Thai elites cancel visa changes at last minute

The elite firm abruptly removed the requirement that all five-year visa holders have until August 15 to switch to a 20-year visa.

Holders of the five-year elite ‘Easy Access’ five-year visa who have been instructed to submit an application for an upgrade from 15 years to a total of 20 years on the last registration day, August 15, received an email from Thai Privilege The card company informed them that the new rules were suddenly repealed. After all, they can renew a five-year visa three months or more before their individual expiry date. Just like before. But questions remain over whether future transfer fees will be as they are now.

The order, which was originally announced to be lifted on Aug. 1, created two weeks of confusion for holders of the five-year option in the elite visa select program. The most likely reason for the cancellation was legal advice given to elite top executives, who could face court action from some visa holders on the grounds that their terms and conditions had been changed arbitrarily and with little notice. There are currently 25,000-30,000 elite members under all plans, with the most popular option being “easy access” or five-year multiple entry.

As for new and fresh elite applications, documents must be submitted by September 15 to be eligible for any elite visa program under the old rules. Then, for newly admitted students, the current scheme will be scrapped and new tariffs – details of which are still unclear – will come into effect in early October.

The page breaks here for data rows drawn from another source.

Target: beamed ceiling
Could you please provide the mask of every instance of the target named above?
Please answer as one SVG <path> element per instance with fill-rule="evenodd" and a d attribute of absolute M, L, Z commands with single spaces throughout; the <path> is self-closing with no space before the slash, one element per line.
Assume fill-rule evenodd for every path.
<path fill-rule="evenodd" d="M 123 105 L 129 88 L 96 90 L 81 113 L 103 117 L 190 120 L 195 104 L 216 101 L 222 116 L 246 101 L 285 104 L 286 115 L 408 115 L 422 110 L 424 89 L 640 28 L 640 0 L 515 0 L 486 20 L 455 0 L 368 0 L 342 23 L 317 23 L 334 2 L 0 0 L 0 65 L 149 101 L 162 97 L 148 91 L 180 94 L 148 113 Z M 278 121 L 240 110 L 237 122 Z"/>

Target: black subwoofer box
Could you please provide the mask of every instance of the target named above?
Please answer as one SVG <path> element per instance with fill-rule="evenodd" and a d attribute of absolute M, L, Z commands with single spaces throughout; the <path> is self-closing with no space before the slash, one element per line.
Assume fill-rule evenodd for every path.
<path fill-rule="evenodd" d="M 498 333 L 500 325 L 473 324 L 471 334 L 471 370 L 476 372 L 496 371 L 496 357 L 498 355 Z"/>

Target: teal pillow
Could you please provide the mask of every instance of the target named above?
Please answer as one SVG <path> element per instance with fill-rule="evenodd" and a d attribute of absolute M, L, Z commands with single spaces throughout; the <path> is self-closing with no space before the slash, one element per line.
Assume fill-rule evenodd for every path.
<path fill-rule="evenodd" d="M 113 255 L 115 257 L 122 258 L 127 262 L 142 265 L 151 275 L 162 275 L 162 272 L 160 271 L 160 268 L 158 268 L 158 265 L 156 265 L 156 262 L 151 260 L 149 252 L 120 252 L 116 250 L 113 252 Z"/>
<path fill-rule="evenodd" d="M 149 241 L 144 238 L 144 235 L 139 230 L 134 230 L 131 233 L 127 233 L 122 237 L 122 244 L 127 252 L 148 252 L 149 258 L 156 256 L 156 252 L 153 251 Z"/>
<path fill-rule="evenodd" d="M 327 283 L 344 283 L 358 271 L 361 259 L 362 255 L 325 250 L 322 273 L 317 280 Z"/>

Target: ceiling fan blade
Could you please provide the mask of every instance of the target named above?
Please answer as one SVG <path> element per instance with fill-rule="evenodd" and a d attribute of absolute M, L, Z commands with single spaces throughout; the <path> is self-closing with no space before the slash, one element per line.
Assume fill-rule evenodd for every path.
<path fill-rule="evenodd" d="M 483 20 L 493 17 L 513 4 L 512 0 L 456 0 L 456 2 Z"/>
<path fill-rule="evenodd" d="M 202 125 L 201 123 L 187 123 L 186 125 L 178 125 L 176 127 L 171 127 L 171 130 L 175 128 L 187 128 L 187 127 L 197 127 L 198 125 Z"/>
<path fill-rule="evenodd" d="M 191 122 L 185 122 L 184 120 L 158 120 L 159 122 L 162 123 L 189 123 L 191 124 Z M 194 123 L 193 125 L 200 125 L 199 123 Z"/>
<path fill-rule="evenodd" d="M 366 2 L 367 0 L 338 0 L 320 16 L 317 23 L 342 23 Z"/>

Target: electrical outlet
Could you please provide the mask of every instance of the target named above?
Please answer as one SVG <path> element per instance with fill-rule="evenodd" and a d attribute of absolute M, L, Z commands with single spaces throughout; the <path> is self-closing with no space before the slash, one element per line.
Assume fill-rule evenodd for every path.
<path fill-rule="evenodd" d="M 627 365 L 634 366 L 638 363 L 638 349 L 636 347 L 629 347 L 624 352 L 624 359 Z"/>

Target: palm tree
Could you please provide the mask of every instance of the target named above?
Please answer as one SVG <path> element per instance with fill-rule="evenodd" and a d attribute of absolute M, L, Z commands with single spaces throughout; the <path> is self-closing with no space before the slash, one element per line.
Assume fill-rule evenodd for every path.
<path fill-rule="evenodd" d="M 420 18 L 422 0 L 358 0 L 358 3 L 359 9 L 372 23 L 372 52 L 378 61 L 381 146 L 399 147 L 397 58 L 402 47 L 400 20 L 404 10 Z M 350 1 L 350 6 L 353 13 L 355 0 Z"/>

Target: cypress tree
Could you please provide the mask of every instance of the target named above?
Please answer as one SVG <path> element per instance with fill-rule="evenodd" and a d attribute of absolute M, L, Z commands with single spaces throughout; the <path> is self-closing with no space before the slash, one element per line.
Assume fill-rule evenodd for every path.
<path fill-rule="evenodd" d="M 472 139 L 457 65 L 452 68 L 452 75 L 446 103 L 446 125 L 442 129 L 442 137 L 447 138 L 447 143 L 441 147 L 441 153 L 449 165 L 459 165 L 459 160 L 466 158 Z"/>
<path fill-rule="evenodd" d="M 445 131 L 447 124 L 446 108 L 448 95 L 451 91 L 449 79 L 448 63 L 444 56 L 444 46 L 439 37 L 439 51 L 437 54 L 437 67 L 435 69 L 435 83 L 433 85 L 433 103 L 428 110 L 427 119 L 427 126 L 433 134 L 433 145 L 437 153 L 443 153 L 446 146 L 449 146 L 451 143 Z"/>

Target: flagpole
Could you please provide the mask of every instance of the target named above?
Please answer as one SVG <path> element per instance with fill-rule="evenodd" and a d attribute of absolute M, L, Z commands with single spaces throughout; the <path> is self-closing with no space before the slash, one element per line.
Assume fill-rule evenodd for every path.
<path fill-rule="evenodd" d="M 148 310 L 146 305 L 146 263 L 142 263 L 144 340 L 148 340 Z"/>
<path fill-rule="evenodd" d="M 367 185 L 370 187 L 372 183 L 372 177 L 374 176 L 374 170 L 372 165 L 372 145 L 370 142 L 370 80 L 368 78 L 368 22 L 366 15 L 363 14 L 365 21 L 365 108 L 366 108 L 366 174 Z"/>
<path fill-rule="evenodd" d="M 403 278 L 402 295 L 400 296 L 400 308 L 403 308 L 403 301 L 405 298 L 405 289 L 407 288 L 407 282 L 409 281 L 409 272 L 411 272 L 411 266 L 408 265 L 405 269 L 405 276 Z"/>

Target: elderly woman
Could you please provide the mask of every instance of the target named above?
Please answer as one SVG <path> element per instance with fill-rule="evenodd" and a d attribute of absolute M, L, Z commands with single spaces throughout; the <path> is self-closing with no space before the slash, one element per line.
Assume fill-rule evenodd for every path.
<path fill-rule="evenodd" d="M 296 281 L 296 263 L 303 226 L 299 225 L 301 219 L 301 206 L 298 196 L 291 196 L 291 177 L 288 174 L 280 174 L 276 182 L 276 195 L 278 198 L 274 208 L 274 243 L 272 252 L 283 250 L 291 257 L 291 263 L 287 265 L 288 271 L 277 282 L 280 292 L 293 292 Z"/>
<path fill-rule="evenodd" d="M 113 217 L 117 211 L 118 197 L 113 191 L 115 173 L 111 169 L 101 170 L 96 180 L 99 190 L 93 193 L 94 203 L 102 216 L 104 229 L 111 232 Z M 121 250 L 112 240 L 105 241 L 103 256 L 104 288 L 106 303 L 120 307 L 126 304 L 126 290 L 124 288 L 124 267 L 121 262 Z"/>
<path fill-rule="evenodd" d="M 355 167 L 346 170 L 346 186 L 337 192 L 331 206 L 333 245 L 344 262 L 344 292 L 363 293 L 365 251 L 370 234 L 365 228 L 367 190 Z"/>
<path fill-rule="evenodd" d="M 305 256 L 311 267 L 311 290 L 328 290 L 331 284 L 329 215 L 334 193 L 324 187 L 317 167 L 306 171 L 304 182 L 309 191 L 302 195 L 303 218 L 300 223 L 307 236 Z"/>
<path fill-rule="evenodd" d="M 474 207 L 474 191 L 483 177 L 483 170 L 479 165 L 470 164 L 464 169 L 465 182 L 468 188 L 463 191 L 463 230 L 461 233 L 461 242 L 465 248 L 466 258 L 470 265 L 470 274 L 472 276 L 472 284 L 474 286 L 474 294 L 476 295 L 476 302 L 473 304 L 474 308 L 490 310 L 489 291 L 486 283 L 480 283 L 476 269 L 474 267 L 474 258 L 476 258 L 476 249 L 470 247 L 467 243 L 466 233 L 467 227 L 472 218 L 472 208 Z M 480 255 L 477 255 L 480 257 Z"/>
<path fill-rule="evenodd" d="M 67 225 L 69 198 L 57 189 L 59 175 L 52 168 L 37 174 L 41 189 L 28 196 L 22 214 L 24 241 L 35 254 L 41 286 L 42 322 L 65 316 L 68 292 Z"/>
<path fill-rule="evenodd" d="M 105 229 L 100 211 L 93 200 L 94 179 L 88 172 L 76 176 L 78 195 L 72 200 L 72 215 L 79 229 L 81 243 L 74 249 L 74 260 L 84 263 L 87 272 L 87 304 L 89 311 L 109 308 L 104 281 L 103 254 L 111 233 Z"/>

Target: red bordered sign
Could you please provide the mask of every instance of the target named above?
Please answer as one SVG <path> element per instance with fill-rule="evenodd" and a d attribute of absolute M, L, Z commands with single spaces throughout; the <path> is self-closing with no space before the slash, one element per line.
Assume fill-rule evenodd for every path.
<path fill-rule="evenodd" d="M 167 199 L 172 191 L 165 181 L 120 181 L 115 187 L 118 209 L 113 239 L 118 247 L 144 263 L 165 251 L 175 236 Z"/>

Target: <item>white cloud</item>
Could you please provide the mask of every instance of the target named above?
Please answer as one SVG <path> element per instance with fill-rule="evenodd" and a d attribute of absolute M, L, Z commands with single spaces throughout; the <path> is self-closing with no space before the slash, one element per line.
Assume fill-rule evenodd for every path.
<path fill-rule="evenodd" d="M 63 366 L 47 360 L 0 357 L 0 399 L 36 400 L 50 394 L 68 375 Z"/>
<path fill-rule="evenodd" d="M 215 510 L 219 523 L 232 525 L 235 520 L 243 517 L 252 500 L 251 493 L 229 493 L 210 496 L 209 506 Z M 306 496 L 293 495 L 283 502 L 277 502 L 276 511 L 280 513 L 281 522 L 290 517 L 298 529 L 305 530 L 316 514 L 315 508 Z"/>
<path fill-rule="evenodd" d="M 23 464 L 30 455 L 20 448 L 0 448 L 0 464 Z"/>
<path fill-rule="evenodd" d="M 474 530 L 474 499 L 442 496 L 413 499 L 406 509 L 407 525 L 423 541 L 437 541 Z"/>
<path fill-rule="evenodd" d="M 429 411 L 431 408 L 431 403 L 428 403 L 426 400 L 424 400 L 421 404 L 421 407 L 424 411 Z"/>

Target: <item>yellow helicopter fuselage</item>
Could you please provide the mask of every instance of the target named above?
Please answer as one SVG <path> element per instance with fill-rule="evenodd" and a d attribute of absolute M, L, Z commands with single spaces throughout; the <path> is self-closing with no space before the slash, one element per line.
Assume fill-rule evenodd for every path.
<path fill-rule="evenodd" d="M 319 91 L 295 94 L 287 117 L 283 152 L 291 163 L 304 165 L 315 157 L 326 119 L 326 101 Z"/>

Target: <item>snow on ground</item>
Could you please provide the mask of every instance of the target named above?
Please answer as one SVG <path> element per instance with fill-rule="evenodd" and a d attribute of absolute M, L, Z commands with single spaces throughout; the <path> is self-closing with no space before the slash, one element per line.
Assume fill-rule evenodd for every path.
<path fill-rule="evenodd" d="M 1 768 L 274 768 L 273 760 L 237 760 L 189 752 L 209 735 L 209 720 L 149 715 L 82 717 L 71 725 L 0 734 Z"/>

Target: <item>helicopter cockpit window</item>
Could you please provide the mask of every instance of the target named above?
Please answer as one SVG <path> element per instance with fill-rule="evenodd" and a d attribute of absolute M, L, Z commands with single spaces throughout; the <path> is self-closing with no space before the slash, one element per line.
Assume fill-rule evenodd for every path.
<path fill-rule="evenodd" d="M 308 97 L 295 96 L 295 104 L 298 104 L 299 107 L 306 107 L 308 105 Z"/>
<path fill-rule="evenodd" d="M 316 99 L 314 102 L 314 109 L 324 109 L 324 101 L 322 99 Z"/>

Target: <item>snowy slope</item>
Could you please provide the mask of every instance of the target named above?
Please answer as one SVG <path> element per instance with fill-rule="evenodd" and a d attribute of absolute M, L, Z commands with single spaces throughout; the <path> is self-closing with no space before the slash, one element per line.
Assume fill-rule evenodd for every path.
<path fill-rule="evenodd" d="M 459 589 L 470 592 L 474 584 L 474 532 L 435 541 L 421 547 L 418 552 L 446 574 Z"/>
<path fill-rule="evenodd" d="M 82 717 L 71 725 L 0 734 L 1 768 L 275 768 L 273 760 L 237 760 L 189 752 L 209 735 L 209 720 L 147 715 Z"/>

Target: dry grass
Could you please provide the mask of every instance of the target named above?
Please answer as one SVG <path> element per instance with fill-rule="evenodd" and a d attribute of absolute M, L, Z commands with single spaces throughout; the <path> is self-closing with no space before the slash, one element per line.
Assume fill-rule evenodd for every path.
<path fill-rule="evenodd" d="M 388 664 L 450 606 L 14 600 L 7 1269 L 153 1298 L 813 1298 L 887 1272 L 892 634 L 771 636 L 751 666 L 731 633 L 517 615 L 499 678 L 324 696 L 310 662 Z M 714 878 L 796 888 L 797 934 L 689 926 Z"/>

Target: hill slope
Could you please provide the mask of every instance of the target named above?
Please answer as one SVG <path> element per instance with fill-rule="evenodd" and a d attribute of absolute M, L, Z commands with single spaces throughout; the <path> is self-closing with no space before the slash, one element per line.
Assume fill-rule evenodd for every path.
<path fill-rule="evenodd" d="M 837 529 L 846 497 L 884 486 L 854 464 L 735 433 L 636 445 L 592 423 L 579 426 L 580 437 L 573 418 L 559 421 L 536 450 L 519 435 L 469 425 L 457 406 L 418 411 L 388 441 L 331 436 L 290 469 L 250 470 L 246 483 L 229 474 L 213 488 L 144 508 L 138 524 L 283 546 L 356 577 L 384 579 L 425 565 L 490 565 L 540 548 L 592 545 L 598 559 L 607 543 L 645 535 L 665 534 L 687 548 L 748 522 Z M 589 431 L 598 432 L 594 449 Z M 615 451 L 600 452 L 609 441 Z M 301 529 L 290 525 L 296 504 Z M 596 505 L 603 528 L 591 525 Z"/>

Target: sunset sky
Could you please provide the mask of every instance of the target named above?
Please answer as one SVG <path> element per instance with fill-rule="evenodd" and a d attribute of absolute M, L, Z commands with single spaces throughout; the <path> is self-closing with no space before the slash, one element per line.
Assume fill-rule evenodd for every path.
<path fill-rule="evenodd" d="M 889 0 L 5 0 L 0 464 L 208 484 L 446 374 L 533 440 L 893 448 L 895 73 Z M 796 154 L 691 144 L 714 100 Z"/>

It is widely believed that elite visas, which allow five to 20-year stays with or without family members, will be fewer in number and more expensive to purchase. Rumors on social media suggested that the price of the five-year visa would rise from 600,000 baht to more than 1 million baht, and the cheapest 20-year visa would rise from 1 million baht to 5 million baht.

Although elite membership doesn’t offer Thai citizenship, a second passport or even permanent residency, it does offer perks such as fast-track immigration, free medical exams, and deep discounts on hotel bookings, golf courses, retail outlets, and more. It is widely believed that the elite will limit the most generous benefits to those who purchase the most expensive visa options and/or visit Thailand most frequently. The model will be based on the familiar airline miles strategy offered by airlines: the more you fly, the more you pay for the seat, the more privileges you can earn.

The big picture in the room is the future of all Thailand visa programs, not just the elite ones. The national police deputy chief recently said some annual, renewable visas were too cheap, while criticizing corruption on the issue of retirement, study and voluntary visas. Meanwhile, the problem of some foreigners without health insurance and the inability to pay for medical care remains a hot potato in political circles. The last time Thailand underwent major reforms to visa regulations and fees was nearly 20 years ago. Thailand, on the other hand, must aspire to compete with other Southeast Asian countries that are also keen to increase the number of tourists and expats. Thailand has to be careful not to throw the baby out with the bathwater as it seeks out high-spending tourists and wealthy foreigners.